- Directed by: Raj Sharma
- Written by: Nawab Arzoo
- Produced by: Madhusudhan D. Mehta
- Starring: Sameer Dharmadhikari Viraaj Kumar Urmila Rao Monica Castelino Rahul Roy
- Cinematography: Damodar Naidu
- Edited by: Keshav Naidu
- Music by: Sen Brothers
- Production company: Raj Dhairya Entertainment
- Release date: 17 February 2006;
- Country: India
- Language: Hindi
- Budget: ₹3 crore

= Rafta Rafta – The Speed =

Indian romantic drama film

Rafta Rafta – The Speed is a 2006 Hindi-language romantic drama film directed by Raj Sharma starring Sameer Dharmadhikari, Viraaj Kumar, Urmila Rao, Monica Castelino and Rahul Roy with Jawed Sheikh and Shakti Kapoor in supporting roles.

The film was released to negative reviews although the music was well received. The film, however, was a commercial failure.

== Production ==
The film was shot in London. The film was stuck in production for one-and-a-half years.

== Soundtrack ==

The music was composed by the Sen Brothers with lyrics by Nawab Arzoo. In a music review, a critic from The Tribune wrote that "Sometimes small films manage to surprise one with the quality of their music.

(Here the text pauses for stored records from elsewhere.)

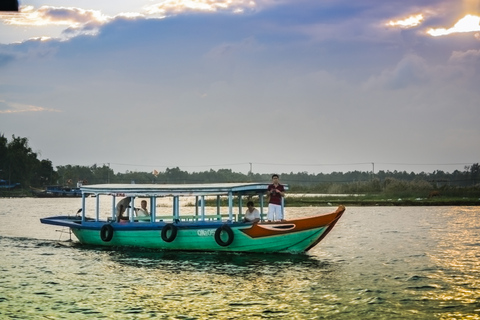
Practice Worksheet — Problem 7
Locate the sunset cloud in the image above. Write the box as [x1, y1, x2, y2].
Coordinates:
[427, 14, 480, 37]
[145, 0, 255, 15]
[0, 100, 61, 114]
[387, 14, 423, 28]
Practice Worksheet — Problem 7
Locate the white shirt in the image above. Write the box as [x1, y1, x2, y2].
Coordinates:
[245, 209, 260, 221]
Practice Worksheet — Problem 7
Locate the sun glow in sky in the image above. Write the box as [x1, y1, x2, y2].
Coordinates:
[427, 14, 480, 37]
[0, 0, 480, 173]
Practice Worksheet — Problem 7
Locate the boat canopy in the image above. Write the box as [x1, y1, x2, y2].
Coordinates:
[81, 183, 288, 197]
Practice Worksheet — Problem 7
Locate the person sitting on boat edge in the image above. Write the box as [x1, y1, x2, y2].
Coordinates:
[135, 200, 150, 217]
[243, 201, 260, 223]
[267, 174, 285, 222]
[135, 200, 150, 222]
[115, 197, 131, 222]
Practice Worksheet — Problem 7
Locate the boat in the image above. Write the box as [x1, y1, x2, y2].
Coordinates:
[40, 183, 345, 253]
[30, 185, 82, 198]
[0, 179, 20, 190]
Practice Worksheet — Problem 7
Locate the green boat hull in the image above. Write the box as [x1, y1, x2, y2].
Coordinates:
[72, 227, 328, 253]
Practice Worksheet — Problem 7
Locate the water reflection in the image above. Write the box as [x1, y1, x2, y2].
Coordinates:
[427, 207, 480, 319]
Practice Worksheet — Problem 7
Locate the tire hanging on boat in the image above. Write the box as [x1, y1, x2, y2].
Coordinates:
[161, 223, 178, 242]
[100, 224, 113, 242]
[215, 224, 234, 247]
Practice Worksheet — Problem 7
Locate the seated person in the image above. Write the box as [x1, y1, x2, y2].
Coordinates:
[243, 201, 260, 223]
[135, 200, 150, 220]
[116, 197, 131, 222]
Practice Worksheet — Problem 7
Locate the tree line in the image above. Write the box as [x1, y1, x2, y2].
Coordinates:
[0, 135, 480, 198]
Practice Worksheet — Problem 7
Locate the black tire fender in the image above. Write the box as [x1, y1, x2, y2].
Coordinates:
[100, 224, 114, 242]
[215, 224, 235, 247]
[161, 223, 178, 242]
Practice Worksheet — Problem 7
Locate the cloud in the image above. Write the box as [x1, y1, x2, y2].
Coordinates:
[144, 0, 255, 16]
[427, 14, 480, 37]
[365, 54, 429, 90]
[0, 100, 61, 114]
[386, 14, 424, 28]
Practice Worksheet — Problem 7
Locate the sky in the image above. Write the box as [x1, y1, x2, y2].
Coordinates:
[0, 0, 480, 174]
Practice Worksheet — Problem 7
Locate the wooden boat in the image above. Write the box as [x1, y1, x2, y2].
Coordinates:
[30, 185, 82, 198]
[0, 179, 20, 190]
[40, 183, 345, 253]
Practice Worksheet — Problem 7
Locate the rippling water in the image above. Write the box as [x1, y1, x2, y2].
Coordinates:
[0, 198, 480, 319]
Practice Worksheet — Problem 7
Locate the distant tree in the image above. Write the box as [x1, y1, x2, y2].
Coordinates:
[0, 135, 54, 187]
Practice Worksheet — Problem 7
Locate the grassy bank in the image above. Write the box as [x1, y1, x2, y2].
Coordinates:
[0, 189, 480, 207]
[285, 196, 480, 207]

This is one such" and called the title song rendered by Udit Narayan and Shreya Ghoshal as the pick of the album.

Track listing
| No. | Title | Singer(s) | Length |
|---|---|---|---|
| 1. | "Rafta Rafta Tumse Pyar Ho" | Udit Narayan, Shreya Ghoshal | 4:47 |
| 2. | "Lagi Lagan" | Keerthi Sagathia | 10:44 |
| 3. | "Pyar Mohabbat Romance" | Kunal Ganjawala, Madan | 5:08 |
| 4. | "Main Such Much Badi Ho Gayi" | Sonu Kakkar | 4:53 |
| 5. | "Mukhtasar Si Ek Hasi" | Abhijeet | 5:48 |
| Total length: |  |  | 31:22 |

==Reception==
A critic from Bollywood Hungama wrote that "On the whole, RAFTA RAFTA - THE SPEED is a dull fare".

== Box office ==
The film earned ₹44, 683 in its first week.